Exit a Gardener
IT was really appalling, the way he vanished. Disappearance more sudden could not have marked the flight of the beautiful boy, borne by Jove’s eagle to high Olympus, to become cup-bearer to the gods in place of the slipshod daughter of Juno. But I allude to one whom no god could have envied for his youth and beauty. ‘My brave hero, ’as Mr. Phillpotts would call him, was a Scotch gardener, middle-aged and homely. He appeared one day with a reference from the florist in the village, and in a short time had transformed our wilderness into a flowering paradise. I watched with joy the green things budding and flowering under the magic touch of his hands. I listened with delight to his Aberdeen drawl. It seemed too good to be true. When he said ‘pot’ I was filled with ecstasy. He pronounced it ‘pawt,’ but the bare letters only vaguely suggest the rich way he rolled it under his tongue.
And then one morning he disappeared. No one had seen him go, but on this tiny place there are no copses, no bosky dells, where he could be lured to his destruction, no sheltered and luxuriant corners where an assassin could have lurked. No, if death, swift and sudden, had descended, it would have done so in the open; the drying-ground perhaps, where my shirts, suspended limply from the line, would have afforded but a tenuous screen. Reluctantly I shall have to dismiss this supposition. I say reluctantly, for it would have been so much more heroic than the hypothesis I am sadly forced to accept. If he had met a bloody death protecting with his heart’s blood my egg-plant and cauliflower and sweet peas, I would have lifted my voice and chanted his praise. Forever he would stand among the goodly band of heroic Scots, with the gallant Montrose, and Douglas, and Wallace. But it was not to be. Romance wrapped his face in his cloak and wept. Forgotten are the glories of Flodden. Dead are the memories of Bannockburn.

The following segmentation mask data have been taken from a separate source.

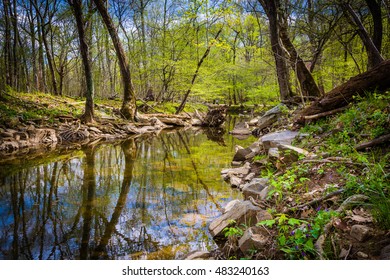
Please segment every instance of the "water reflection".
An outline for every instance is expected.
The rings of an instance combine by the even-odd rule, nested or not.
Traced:
[[[207,223],[240,195],[219,175],[237,140],[216,135],[175,131],[1,167],[0,258],[173,259],[214,247]]]

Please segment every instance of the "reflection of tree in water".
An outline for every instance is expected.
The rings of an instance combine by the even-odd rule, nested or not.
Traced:
[[[224,189],[203,165],[223,146],[205,140],[168,132],[0,170],[0,259],[167,259],[212,246],[206,221]]]
[[[137,238],[129,238],[116,228],[132,185],[137,153],[133,139],[123,142],[121,147],[125,160],[123,180],[116,202],[106,203],[107,206],[115,205],[110,217],[106,217],[110,215],[110,211],[105,211],[107,206],[96,202],[108,199],[106,194],[113,197],[116,180],[113,176],[114,180],[106,181],[107,185],[101,185],[101,182],[97,185],[99,176],[96,176],[94,147],[84,150],[82,168],[79,160],[76,164],[54,162],[5,177],[0,186],[0,199],[9,201],[9,205],[3,207],[9,209],[10,217],[2,217],[0,222],[0,258],[112,258],[118,254],[118,248],[126,252],[156,250],[156,242],[144,226]],[[112,158],[111,152],[115,149],[105,151],[109,155],[100,156],[107,159]],[[114,156],[112,160],[118,158]],[[111,175],[109,173],[106,175]],[[58,191],[59,181],[63,185],[61,192]],[[63,199],[63,195],[67,199]],[[65,205],[69,203],[79,207],[69,208],[71,205]],[[110,246],[115,242],[120,243],[119,246]]]
[[[203,131],[207,139],[218,143],[218,145],[226,146],[225,139],[223,138],[226,131],[223,127],[205,127]]]

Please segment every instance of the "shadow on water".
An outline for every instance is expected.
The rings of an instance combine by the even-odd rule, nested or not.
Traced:
[[[220,177],[235,144],[246,145],[181,130],[1,167],[0,259],[175,259],[214,248],[208,223],[240,197]]]

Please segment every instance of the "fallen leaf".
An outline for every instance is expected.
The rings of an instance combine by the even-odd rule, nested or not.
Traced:
[[[360,215],[352,215],[350,217],[351,220],[355,221],[355,222],[358,222],[358,223],[372,223],[372,217],[371,216],[367,216],[367,217],[363,217],[363,216],[360,216]]]

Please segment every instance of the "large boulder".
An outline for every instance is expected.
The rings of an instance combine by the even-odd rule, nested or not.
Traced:
[[[245,200],[248,200],[250,197],[254,199],[264,199],[261,197],[261,192],[267,186],[268,179],[266,178],[255,178],[251,182],[245,184],[242,188]]]
[[[273,107],[271,110],[265,112],[265,114],[259,118],[257,122],[257,129],[261,130],[275,123],[283,112],[287,110],[287,107],[283,104],[279,104]]]
[[[237,225],[245,224],[253,226],[256,224],[256,214],[261,208],[250,201],[235,203],[231,209],[213,220],[209,225],[209,231],[213,237],[223,237],[223,230],[231,226],[231,221]]]

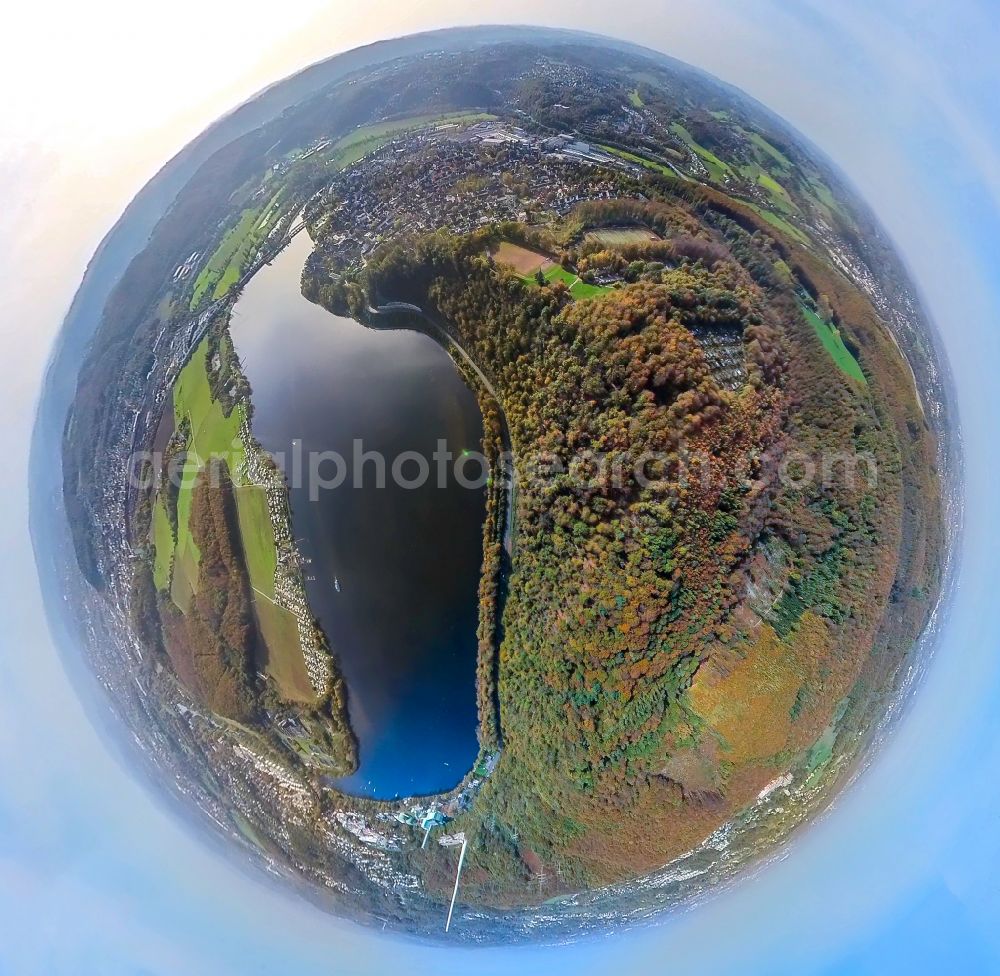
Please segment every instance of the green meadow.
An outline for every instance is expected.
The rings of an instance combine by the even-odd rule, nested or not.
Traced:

It was a hot day, and he was thirsty. Circe holding aloft her cup seductively peeped from behind the privet-hedge. Bacchus, smiling and wreathed, shook his rosy head from the catalpa tree radiant with fleecy white bloom. The gardener’s throat was parched, and the sun beat down on him from its sapphire setting. I can only suppose that he was tempted and fell. Stealthily he discarded his garb of artisan, and forswore the livery and arms of Ceres. Once more he was a freeman as he paced the dusty road to the village, which beckoned alluringly in the distance. There refreshment and cheer were to be had. In the cool bar no hot sun penetrated. With his foot on the brass railing, he was the master of his fate, and captain of his own destinies. The essence of the hop-fields was his slave to lull him into tranquillity and peace.
I have written the florist to send me another gardener, and quoted the excellent Mr. Walpole: —
‘If your Linnæus should have any disciple that would condescend to look after my little flower-garden, it would be the delight of my eyes and nose. — Not one proviso do I make, but that the pupil be not a Scot. We had peace and warm weather before the inundation of the northern people, and therefore I beg to have no Attila for my gardener.’